Carlos Costa Neves says 2002 Budget deserves EP approval on Thursday

Brussels, 11/12/2001 (Agence Europe) - The debate on the budget in Strasbourg on Tuesday appeared to show that the European Parliament will not have much of a problem endorsing next year's budget. MEPs generally welcomed the agreement reached with Council in conciliation in November, although some of them stressed that the pressure on some financial headings (internal and external policies and administrative expenditure) might become untenable in the next few years.

The rapporteur for the 2002 Budget, Carlos Costa Neves (EPP, Portugal) said that the end result was "balanced" and deserved the EP's approval, but commented that the budget's structure was a little rigid because of the Financial Perspectives. He also regretted the "anachronistic" division between compulsory and optional expenditure, and the lack of EP power in terms of budget revenue. Kathalijne Maria Buitenweg (Greens, NL) was a little more critical. On behalf of her group she said "our support is a little grudging" because of the way budgetary procedure has taken place. "This dance could be broken off (cuts operated by the Council and corrected by the Parliament) by leaving certain reductions decided by the Council, for example, those concerning spending by the Court of Justice, to confront it with the result of these actions and the unilateral obsession to remain largely below the ceiling of the financial perspectives". The Chair of the Committee on Budgets, Terence Wynn (PES, UK) said that the use of the flexibility instrument for three consecutive years demonstrates that financial perspectives are "cracking", while we are in the pre-accession phase at the EU which is already a brain-teaser. He added, moreover, that, if the EP were not able to reach qualified majority on the position adopted within its committee concerning the new posts requested by the Commission (placing in reserve of one third of the posts), then we would come back to the Council's position, which would result in the Commission being reformed according to the arrangements which are not those we would like.

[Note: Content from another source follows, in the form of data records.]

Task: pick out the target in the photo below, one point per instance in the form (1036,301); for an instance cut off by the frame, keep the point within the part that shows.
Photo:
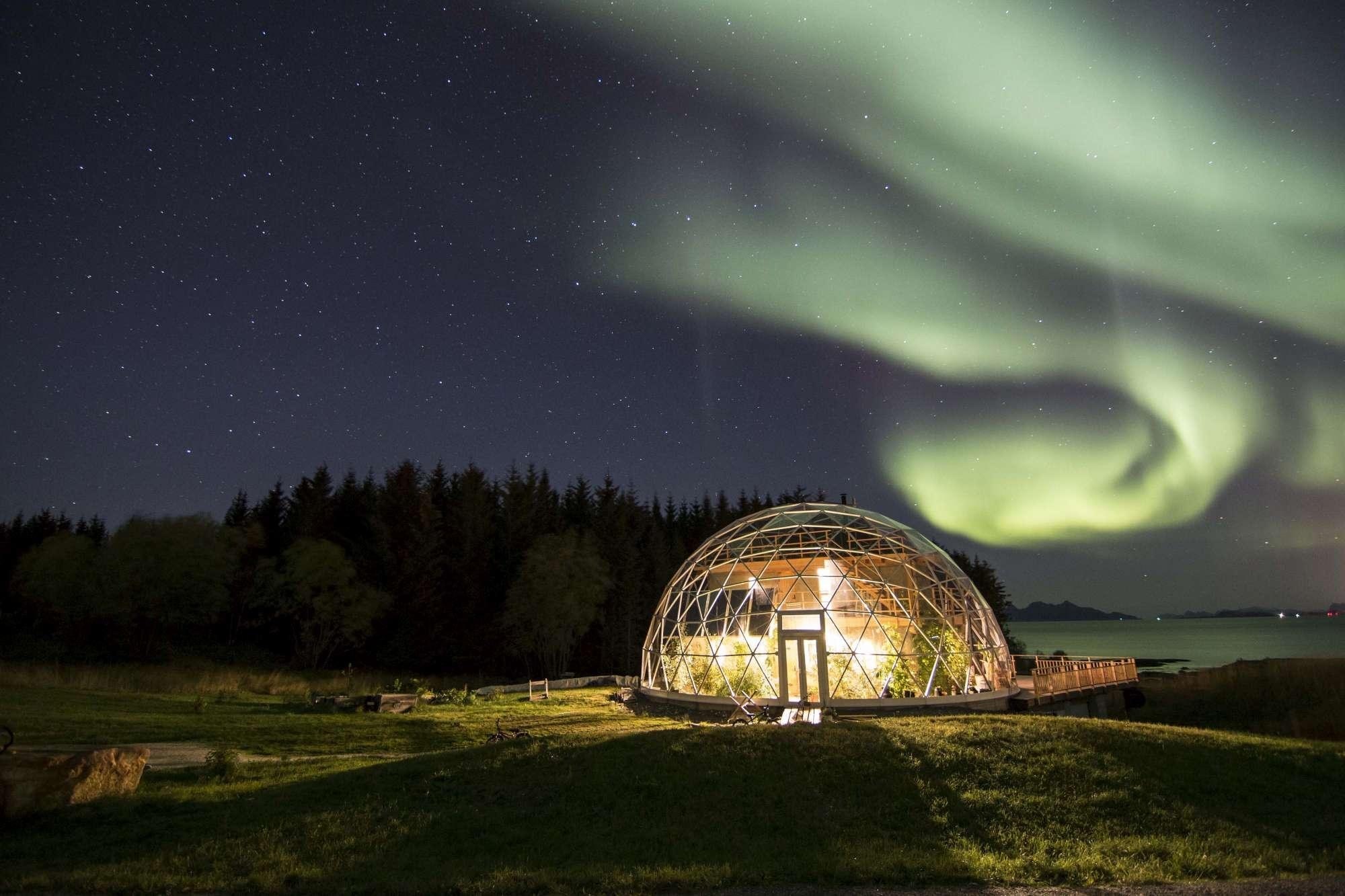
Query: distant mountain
(1039,611)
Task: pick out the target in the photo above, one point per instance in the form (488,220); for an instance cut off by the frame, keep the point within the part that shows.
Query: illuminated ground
(605,799)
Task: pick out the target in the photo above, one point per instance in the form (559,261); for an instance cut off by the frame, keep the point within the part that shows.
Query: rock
(40,782)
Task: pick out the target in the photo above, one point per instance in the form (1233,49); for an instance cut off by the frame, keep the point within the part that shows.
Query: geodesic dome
(824,604)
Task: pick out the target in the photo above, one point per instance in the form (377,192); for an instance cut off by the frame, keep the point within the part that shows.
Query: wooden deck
(1065,677)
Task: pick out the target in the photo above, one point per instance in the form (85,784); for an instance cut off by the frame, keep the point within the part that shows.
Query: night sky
(1061,284)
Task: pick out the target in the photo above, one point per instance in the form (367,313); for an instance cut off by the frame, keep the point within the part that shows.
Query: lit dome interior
(824,604)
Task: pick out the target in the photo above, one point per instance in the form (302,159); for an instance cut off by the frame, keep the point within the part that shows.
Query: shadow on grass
(853,802)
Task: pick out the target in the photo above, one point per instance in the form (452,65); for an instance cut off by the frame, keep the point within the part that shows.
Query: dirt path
(169,755)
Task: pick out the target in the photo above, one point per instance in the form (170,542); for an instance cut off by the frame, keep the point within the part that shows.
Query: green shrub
(223,763)
(463,696)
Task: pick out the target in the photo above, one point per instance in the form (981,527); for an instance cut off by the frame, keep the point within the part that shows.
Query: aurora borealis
(1022,200)
(1058,283)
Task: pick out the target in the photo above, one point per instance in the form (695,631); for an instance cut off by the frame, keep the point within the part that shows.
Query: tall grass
(1291,697)
(204,680)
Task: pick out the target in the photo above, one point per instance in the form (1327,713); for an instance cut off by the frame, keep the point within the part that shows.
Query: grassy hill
(606,799)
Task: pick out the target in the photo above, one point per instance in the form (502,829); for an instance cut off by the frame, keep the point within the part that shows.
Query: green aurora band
(1055,185)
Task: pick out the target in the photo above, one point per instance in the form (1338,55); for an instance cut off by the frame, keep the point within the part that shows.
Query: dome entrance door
(804,658)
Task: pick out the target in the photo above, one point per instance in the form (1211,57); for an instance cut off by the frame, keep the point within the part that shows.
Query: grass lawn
(603,799)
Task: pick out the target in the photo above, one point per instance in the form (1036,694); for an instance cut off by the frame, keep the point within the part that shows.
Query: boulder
(38,782)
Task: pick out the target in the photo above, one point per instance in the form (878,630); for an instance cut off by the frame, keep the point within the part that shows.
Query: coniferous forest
(435,572)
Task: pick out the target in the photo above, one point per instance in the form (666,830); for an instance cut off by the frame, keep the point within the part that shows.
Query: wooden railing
(1065,674)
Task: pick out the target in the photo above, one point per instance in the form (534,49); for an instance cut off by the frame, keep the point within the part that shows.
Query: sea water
(1198,642)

Commissioner Michaele Schreyer hoped that the Parliament would not put this threat into application. She considers that both conditions are met for the EP to make the necessary funding available for allocation to all posts: (1) the Commission will make a proposal for amending the statute in order to crate a permanent system for the early retirement of officials; (2) it has undertaken to ensure better hinging between the Commission's work programme and budgetary procedure. She specified that the 2002 budget is EUR 4.6 billion below the amounts foreseen by the financial perspectives, "which bears witness to our budgetary discipline at European level and which tends to confirm that the European budget is increasing more slowly than the budget of Member States", she said.